Luke se marre, à moitié assis sur une table, une seule fesse posée sur le plateau, les bras croisés et le regard amusé posé sur le remue-ménage ambiant. Dans la grande salle de réunion, qui sert aussi de réfectoire aux plus jeunes, c'est l'effervescence.

Mon regard passe de l'un des gars aux autres. Tous affichent un air grave, et les coups d'œil qui s'échangent, lourds et sérieux, laissent penser qu'il s'agit d'une affaire critique. D'un coup, le doute s'installe dans mon esprit : Grégor aurait-il déjà été retrouvé ?

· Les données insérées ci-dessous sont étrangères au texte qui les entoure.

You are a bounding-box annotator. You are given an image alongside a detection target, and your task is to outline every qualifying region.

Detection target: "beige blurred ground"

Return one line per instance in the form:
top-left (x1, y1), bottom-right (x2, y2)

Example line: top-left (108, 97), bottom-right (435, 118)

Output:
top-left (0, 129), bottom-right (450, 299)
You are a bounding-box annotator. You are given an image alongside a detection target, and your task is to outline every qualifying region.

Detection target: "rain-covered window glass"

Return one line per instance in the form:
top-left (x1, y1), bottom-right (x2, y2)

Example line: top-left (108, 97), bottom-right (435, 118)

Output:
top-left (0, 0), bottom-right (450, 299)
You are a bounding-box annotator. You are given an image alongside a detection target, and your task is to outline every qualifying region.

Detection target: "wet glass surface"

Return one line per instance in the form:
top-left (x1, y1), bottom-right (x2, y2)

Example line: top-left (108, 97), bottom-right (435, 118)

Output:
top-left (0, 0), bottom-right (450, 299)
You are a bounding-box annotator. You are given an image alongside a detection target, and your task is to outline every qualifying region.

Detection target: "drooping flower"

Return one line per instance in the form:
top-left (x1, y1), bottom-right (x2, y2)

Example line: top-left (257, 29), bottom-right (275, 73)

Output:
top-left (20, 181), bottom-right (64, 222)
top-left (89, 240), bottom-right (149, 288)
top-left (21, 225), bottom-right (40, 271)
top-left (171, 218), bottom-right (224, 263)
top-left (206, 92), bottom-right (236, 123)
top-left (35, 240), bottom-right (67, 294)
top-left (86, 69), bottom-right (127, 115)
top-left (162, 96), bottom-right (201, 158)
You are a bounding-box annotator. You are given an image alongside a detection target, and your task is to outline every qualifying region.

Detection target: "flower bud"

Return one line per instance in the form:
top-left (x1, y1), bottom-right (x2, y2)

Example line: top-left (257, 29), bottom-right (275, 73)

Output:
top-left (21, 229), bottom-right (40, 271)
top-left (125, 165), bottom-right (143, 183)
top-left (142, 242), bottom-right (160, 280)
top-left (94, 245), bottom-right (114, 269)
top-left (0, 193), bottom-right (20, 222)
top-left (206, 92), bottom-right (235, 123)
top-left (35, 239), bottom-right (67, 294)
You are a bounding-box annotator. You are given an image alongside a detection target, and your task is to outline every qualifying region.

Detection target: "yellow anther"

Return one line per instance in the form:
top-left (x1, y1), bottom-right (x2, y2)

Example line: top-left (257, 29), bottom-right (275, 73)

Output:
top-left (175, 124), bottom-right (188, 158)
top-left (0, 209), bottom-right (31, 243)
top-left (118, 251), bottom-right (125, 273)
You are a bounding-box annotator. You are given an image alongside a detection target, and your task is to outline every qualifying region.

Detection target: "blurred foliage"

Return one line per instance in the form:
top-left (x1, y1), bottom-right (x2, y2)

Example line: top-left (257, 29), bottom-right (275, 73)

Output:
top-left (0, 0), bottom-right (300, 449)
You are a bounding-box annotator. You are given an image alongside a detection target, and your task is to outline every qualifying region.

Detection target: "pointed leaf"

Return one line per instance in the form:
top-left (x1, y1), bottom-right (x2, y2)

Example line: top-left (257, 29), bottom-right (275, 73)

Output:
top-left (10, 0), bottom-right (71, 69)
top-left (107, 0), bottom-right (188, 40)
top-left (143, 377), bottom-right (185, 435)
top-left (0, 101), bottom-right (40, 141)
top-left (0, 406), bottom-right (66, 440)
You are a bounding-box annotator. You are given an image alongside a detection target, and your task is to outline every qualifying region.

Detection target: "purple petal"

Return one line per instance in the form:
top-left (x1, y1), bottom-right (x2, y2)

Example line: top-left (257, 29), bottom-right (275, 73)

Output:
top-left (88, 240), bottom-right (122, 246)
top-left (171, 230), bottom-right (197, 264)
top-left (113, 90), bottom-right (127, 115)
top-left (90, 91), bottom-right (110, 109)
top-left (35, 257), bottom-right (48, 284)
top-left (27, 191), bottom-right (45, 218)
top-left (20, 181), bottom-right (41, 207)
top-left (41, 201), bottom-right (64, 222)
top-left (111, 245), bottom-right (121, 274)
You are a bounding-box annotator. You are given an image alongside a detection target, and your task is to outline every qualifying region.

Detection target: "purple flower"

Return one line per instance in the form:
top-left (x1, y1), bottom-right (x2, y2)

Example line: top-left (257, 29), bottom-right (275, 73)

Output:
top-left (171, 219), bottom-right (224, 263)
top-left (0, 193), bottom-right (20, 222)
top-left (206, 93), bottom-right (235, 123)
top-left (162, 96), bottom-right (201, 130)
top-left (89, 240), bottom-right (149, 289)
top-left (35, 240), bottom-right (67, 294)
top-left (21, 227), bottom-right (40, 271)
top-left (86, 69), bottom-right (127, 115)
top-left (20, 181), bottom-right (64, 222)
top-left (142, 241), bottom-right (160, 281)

Impossible. Il est à peine seize heures, et je doute qu'il y ait beaucoup de promeneurs dans les forêts à l'ouest de Boston, surtout avec le temps exécrable que nous nous coltinons en ce moment. Il pleut, quand il ne neige pas, et les températures basses n'incitent pas aux balades dans les bois.

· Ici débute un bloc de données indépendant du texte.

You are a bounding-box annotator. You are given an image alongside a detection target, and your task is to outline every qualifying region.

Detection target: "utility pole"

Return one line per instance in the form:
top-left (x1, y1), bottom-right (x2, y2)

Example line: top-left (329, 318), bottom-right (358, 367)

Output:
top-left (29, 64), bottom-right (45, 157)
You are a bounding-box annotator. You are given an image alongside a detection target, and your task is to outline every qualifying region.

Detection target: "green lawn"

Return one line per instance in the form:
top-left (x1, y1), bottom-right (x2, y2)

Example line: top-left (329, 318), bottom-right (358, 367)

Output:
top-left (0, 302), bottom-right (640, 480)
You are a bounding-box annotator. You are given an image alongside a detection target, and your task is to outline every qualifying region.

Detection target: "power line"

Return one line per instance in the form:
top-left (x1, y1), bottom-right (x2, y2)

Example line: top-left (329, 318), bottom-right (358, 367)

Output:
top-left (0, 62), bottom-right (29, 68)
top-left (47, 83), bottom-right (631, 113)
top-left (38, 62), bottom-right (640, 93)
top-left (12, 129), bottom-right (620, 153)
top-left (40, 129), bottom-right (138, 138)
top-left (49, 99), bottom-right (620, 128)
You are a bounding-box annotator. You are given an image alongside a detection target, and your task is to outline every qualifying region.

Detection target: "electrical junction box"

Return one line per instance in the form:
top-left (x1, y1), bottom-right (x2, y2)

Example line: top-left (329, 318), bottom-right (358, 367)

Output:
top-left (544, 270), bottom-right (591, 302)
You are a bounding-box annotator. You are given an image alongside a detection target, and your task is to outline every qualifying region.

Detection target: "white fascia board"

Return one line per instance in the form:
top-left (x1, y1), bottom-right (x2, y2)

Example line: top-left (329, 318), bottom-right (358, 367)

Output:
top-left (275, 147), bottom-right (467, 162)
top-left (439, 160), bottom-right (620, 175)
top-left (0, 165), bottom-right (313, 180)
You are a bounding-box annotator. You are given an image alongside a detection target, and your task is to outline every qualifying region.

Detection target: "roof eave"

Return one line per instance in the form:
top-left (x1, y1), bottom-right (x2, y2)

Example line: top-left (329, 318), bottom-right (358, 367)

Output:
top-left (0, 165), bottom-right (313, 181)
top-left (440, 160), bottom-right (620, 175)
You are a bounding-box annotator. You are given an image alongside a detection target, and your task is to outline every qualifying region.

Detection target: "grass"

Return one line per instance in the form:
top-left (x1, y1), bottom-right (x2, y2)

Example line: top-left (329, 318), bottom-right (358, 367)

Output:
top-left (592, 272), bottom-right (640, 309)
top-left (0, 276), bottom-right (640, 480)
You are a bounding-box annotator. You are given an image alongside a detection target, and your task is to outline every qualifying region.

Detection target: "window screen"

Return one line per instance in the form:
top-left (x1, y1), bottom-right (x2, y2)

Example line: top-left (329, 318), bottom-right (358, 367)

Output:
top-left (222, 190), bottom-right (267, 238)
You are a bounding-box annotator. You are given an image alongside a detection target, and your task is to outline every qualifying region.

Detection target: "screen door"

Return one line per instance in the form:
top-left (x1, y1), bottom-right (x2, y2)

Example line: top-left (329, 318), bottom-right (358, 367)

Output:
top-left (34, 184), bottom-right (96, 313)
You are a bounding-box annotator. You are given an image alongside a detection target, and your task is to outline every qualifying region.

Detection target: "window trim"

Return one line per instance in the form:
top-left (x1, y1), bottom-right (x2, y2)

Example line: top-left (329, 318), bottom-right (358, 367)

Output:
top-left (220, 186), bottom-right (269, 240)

— C'est quoi le problème ? je demande, mes yeux ne sachant où se poser.

Il délaisse un instant les va-et-vient permanents, pour dévier ses iris bleus sur moi.

— Tu te rappelles de la petite nana qui devait être éliminée hier ? Celle que tu as ratée la veille ? Oui, suis-je bête, forcément que tu t'en souviens...

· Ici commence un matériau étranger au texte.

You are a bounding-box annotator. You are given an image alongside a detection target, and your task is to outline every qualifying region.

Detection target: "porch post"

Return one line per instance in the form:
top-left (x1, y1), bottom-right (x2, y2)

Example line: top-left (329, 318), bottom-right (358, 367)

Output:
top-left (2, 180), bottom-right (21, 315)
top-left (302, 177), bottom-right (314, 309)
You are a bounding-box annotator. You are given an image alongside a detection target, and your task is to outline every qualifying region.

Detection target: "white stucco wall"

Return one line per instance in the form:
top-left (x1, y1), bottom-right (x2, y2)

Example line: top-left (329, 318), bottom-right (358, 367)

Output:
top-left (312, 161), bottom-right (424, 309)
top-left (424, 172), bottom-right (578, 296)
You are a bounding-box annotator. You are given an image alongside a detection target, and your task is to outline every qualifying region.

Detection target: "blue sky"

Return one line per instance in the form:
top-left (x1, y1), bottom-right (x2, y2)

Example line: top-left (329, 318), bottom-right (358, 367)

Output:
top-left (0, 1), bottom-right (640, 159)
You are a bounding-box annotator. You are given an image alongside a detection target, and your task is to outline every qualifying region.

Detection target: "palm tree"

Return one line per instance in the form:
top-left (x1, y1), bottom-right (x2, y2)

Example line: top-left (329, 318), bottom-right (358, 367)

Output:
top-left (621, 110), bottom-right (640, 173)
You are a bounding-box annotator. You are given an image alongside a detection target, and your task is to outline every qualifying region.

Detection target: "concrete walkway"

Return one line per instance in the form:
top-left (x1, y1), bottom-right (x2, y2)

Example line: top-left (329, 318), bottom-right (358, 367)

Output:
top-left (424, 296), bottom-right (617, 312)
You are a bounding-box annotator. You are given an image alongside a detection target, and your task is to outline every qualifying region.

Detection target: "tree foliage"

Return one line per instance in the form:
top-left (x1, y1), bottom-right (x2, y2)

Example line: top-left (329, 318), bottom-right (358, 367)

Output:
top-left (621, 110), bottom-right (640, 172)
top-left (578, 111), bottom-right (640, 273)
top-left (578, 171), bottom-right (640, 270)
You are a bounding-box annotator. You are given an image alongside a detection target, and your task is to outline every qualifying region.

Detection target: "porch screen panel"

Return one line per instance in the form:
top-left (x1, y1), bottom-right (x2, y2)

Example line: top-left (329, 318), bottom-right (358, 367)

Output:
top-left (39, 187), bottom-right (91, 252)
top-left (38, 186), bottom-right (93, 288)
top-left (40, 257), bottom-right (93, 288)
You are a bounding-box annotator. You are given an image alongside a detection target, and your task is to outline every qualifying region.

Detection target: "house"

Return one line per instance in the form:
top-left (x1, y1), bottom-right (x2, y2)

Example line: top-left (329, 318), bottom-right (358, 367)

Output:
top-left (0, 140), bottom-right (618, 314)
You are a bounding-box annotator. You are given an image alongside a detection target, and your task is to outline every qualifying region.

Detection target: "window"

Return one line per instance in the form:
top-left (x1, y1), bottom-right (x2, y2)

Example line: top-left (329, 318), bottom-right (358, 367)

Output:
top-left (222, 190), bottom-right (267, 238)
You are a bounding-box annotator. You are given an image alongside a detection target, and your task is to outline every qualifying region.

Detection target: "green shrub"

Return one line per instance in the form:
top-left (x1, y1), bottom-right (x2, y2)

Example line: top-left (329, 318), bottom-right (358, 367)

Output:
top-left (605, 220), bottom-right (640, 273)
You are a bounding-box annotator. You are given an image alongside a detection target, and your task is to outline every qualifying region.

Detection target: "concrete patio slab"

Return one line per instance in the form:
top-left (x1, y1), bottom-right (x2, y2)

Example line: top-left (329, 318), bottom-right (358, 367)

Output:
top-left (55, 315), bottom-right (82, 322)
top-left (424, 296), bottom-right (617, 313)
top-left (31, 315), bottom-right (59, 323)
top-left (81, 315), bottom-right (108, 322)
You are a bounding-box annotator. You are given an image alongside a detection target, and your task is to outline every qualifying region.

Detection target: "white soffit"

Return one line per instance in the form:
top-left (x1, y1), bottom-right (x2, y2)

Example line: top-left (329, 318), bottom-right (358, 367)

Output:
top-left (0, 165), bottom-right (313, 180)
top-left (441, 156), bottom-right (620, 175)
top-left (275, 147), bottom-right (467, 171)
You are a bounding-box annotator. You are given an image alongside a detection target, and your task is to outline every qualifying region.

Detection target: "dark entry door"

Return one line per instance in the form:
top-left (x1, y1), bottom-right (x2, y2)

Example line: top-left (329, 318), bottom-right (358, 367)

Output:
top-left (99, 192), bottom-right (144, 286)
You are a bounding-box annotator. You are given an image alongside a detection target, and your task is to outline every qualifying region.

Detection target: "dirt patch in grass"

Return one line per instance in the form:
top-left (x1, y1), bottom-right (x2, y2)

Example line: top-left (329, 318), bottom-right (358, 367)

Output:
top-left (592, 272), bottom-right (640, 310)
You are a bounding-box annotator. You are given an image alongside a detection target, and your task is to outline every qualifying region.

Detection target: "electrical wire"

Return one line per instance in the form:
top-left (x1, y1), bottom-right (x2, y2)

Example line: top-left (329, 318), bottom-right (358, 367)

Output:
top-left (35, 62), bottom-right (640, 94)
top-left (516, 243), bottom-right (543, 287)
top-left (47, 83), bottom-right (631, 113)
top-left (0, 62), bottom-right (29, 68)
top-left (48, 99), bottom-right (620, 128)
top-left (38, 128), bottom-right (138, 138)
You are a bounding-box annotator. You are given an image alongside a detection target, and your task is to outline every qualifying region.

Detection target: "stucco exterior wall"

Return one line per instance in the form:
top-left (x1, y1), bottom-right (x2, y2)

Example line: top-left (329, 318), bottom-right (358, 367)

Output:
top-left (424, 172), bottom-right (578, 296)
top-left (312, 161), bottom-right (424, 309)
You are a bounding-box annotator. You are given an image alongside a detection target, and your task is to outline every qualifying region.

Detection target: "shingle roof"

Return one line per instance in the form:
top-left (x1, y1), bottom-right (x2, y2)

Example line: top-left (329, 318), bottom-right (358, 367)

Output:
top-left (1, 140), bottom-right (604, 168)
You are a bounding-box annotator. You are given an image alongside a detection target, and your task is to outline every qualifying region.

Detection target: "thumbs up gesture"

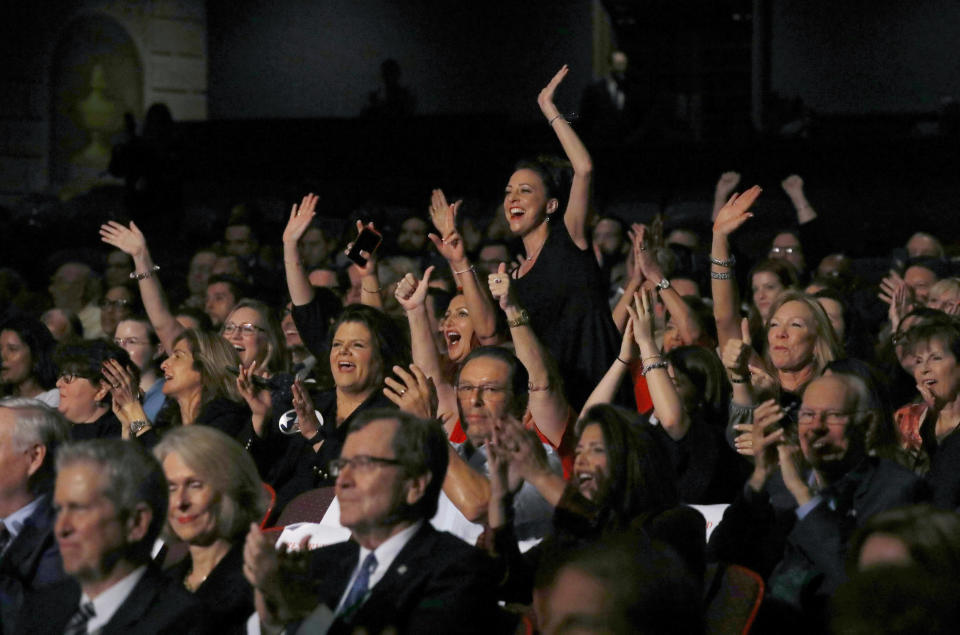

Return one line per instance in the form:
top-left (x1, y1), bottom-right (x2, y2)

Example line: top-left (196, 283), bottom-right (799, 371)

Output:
top-left (720, 318), bottom-right (754, 379)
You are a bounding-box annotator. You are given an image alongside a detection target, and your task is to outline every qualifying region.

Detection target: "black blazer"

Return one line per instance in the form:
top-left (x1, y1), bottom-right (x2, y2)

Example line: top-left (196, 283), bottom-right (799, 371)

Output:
top-left (166, 540), bottom-right (255, 635)
top-left (0, 494), bottom-right (64, 635)
top-left (294, 522), bottom-right (507, 635)
top-left (17, 564), bottom-right (206, 635)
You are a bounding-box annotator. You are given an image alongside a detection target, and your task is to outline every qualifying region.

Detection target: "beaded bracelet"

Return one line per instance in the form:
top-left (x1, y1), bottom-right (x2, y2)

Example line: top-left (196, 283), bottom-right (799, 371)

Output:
top-left (710, 256), bottom-right (737, 267)
top-left (130, 265), bottom-right (160, 280)
top-left (640, 362), bottom-right (667, 376)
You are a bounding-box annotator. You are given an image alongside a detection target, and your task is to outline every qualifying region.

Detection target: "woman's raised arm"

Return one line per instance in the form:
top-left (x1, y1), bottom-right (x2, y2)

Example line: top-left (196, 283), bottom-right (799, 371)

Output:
top-left (537, 64), bottom-right (593, 249)
top-left (710, 185), bottom-right (762, 349)
top-left (100, 221), bottom-right (184, 353)
top-left (283, 194), bottom-right (317, 306)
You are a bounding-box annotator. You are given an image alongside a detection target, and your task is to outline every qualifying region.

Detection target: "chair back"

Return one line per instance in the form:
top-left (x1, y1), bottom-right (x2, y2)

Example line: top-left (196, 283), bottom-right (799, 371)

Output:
top-left (704, 564), bottom-right (764, 635)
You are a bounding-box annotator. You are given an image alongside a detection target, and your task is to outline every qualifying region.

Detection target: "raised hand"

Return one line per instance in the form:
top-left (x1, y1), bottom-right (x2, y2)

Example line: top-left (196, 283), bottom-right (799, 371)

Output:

Il se marre, pendant que je reste de marbre face à son hilarité.

— Quoi ? s'offusque-t-il faussement. Pour une fois que tu loupes ton coup, j'ai quand même le droit d'en profiter un peu non ?

— Et ben quoi ? je fais mine de m'intéresser, pour l'encourager à poursuivre.

Curieusement, le fait que je sois la risée de toute l'Organisation m'importe peu, à ce moment-là. Je ne cherche pas à biaiser, pour changer de sujet, mais à comprendre les raisons de tout ce remue-ménage.

— Ben figure-toi qu'elle est toujours en vie. Je te dis même pas l'humeur de chien de Jéricho. On passe pour des blaireaux depuis deux jours, à être incapables de réaliser un contrat ridicule sur une petite meuf toute simple. Et non seulement la fille est toujours vivante, mais Grégor est introuvable depuis hier soir.

— Introuvable ? je reprends, faussement intéressé. Quel rapport ?

— Ouais, il a pas donné signe de vie depuis, et n'a pas confirmé la bonne réalisation du contrat. Ah oui, je t'avais pas précisé que Jéricho lui avait filé le truc à faire, après qu'il t'a retiré le dossier. Ça sent la merde, toute cette histoire.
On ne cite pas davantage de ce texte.